TTNA (CT-guided) of mediastinal masses can also be performed safely if needed. The role of TTNA in patients with extensive mediastinal disease (defined as such extensive mediastinal tumor growth that discrete lymph nodes can no longer be discerned) is usually to confirm the presence of SCLC or NSCLC; these patients are not surgical candidates because of the extent of mediastinal disease.

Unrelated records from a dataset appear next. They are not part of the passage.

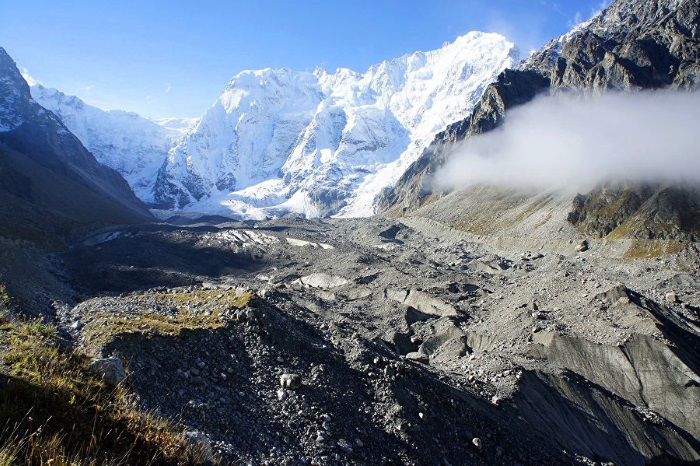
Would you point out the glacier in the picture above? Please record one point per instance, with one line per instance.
(278, 141)
(320, 144)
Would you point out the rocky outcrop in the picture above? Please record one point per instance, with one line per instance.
(632, 45)
(637, 211)
(49, 180)
(512, 88)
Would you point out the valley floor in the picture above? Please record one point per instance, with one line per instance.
(413, 343)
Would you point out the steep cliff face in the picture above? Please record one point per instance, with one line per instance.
(126, 142)
(630, 46)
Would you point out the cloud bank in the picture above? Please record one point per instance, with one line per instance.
(574, 142)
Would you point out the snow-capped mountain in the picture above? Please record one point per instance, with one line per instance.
(133, 145)
(280, 141)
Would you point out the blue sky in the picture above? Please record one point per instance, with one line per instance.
(172, 58)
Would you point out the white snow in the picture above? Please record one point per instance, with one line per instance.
(282, 141)
(279, 141)
(133, 145)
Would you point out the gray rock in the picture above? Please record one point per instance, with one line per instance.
(199, 449)
(418, 357)
(110, 369)
(290, 381)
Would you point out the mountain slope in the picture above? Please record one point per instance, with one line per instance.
(630, 46)
(134, 146)
(49, 180)
(320, 144)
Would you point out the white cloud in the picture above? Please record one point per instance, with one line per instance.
(600, 7)
(567, 141)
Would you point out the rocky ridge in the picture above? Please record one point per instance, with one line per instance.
(322, 143)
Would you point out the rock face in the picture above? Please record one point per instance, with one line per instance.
(48, 180)
(126, 142)
(110, 369)
(631, 45)
(642, 212)
(280, 141)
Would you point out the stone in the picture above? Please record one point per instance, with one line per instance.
(476, 441)
(321, 437)
(110, 369)
(290, 381)
(418, 357)
(199, 448)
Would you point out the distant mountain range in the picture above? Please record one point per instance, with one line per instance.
(628, 47)
(280, 141)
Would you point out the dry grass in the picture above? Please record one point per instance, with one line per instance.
(54, 411)
(188, 311)
(651, 249)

Finally, two major areas of interaction between specialties drive the need for a multidisciplinary approach to lung cancer diagnosis: staging and treatment. An international multidisciplinary classification was sponsored by the International Association for the Study of Lung Cancer, American Thoracic Society, and European Respiratory Society. The terms bronchioloalveolar cell carcinoma (BAC) and mixed subtype adenocarcinoma were eliminated. The new classification of adenocarcinoma of the lung reflects the recent progress in molecular biology and oncology, such as the discovery of epidermal growth factor receptor (EGFR) mutation and its prediction of response to EGFR tyrosine kinase inhibitors (TKIs) in adenocarcinoma ; the requirement to exclude a squamous cell carcinoma diagnosis to determine eligibility for treatment with pemetrexed or bevacizumab ; the emergence of radiologic–pathologic correlations between ground-glass opacity and solid or mixed opacities seen on CT and BAC versus invasive lung cancer in patient prognosis; and improved preoperative assessment for choice of timing and type of surgical intervention.
For resection specimens, new concepts have been introduced, such as adenocarcinoma in situ (AIS) and minimally invasive adenocarcinoma (MIA) for small solitary adenocarcinomas with either pure lepidic growth (AIS) or predominant lepidic growth with less than 5 mm invasion (MIA). These categories define patients who, if they undergo complete resection, will have 100% or near 100% disease-specific survival, respectively (further detail is provided in the article on pathology by Drs Fan and Schraeder elsewhere in this issue).